The climatic, oceanographic, and associated biospheric effects of plateau emplacement are poorly known but appear to have been very significant in some cases (e.g., Jones et al., 1995; Kerr, 1998; Tarduno et al., 1998). After emplacement, plateaus appear to have important effects on subduction patterns, plate motions, continental growth, and crustal evolution. Large oceanic plateaus, in particular, tend to resist subduction and thus may form an important early stage in the growth of continents (e.g., Kroenke, 1974; Cloos, 1993; Tejada et al., 1996; Albarède, 1998; Wessel and Kroenke, 1999; Polat et al., 1999).
The Ontong Java Plateau in the western Pacific ( Fig. 1, Fig. 2) is the largest volcanic oceanic plateau in the world, with a crustal volume of ~5 x 107 km3 (Mahoney, 1987; Coffin and Eldholm, 1993). If the great bulk of this plateau formed in a single, geologically brief magmatic episode, then the rate at which it was emplaced would have rivaled the entire magma production rate of the global midocean-ridge system at the time. The plateau would then represent the largest igneous event of the last 200 m.y. (Tarduno et al., 1991; Mahoney et al., 1993).

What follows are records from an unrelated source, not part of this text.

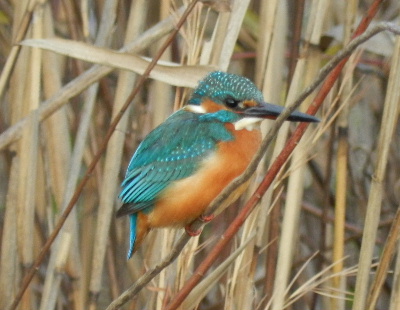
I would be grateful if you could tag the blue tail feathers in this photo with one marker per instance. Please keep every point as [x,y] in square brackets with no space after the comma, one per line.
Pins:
[132,235]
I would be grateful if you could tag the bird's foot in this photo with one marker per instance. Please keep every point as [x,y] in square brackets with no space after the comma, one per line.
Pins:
[206,218]
[191,232]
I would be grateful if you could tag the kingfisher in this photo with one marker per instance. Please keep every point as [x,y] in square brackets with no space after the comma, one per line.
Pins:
[184,163]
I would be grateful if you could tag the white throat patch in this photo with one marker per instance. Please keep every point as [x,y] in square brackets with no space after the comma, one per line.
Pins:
[248,123]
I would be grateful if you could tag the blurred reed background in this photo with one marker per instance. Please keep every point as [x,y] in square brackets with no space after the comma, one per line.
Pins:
[323,237]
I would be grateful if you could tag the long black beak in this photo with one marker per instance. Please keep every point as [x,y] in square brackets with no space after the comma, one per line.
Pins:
[271,111]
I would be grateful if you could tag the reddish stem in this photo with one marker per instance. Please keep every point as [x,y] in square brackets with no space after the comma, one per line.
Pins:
[271,174]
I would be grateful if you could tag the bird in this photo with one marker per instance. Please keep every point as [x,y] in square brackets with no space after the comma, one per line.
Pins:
[185,162]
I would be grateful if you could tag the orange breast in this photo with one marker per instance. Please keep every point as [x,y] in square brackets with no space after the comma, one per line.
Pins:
[187,199]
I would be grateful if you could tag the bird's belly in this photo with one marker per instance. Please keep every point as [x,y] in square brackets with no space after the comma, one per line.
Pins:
[188,198]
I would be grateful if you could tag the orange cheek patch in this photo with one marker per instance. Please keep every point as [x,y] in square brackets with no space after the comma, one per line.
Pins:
[211,107]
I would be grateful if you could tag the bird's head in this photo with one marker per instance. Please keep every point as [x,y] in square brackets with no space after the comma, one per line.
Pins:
[239,96]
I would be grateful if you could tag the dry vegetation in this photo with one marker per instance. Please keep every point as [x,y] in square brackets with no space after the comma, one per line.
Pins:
[324,235]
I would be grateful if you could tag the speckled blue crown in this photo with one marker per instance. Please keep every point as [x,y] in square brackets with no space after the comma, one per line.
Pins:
[219,85]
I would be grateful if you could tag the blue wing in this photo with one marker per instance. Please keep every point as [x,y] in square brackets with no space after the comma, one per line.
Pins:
[171,152]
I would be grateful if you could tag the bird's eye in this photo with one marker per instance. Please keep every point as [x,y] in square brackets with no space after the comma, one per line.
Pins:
[231,102]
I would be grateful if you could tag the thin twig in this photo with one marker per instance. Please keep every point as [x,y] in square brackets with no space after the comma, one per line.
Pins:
[281,159]
[150,274]
[28,278]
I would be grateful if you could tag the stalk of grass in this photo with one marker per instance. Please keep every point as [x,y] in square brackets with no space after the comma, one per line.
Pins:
[390,114]
[113,156]
[395,296]
[90,76]
[342,161]
[383,266]
[288,239]
[9,275]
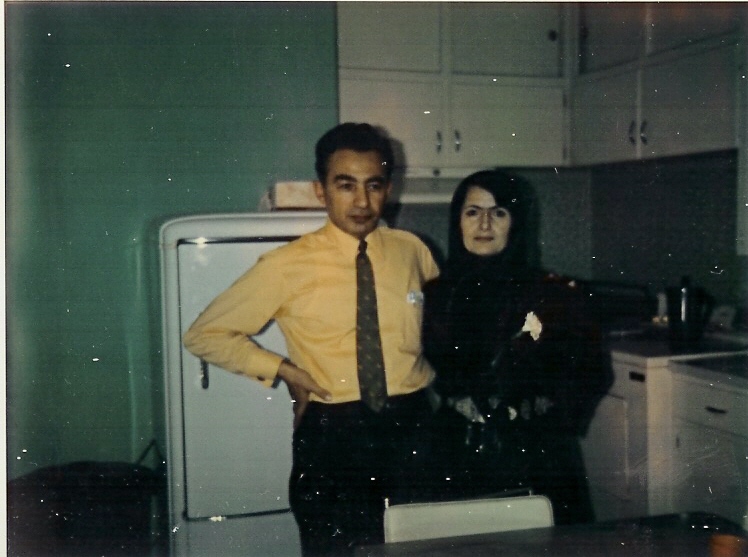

The goal of Leg 192 was to sample the acoustic basement of the Ontong Java Plateau at four widely spaced sites, one of which was to be drilled at least 150 m and three at least 100 m into basement. Shipboard and shore-based studies of the rocks recovered would provide insights into the age and duration of magmatism, the compositional range of the mantle sources, and the processes of magmatic evolution. We also hoped to evaluate the environment and style of eruption and the association of plateau emplacement with changes in paleoceanographic and paleoclimatic conditions.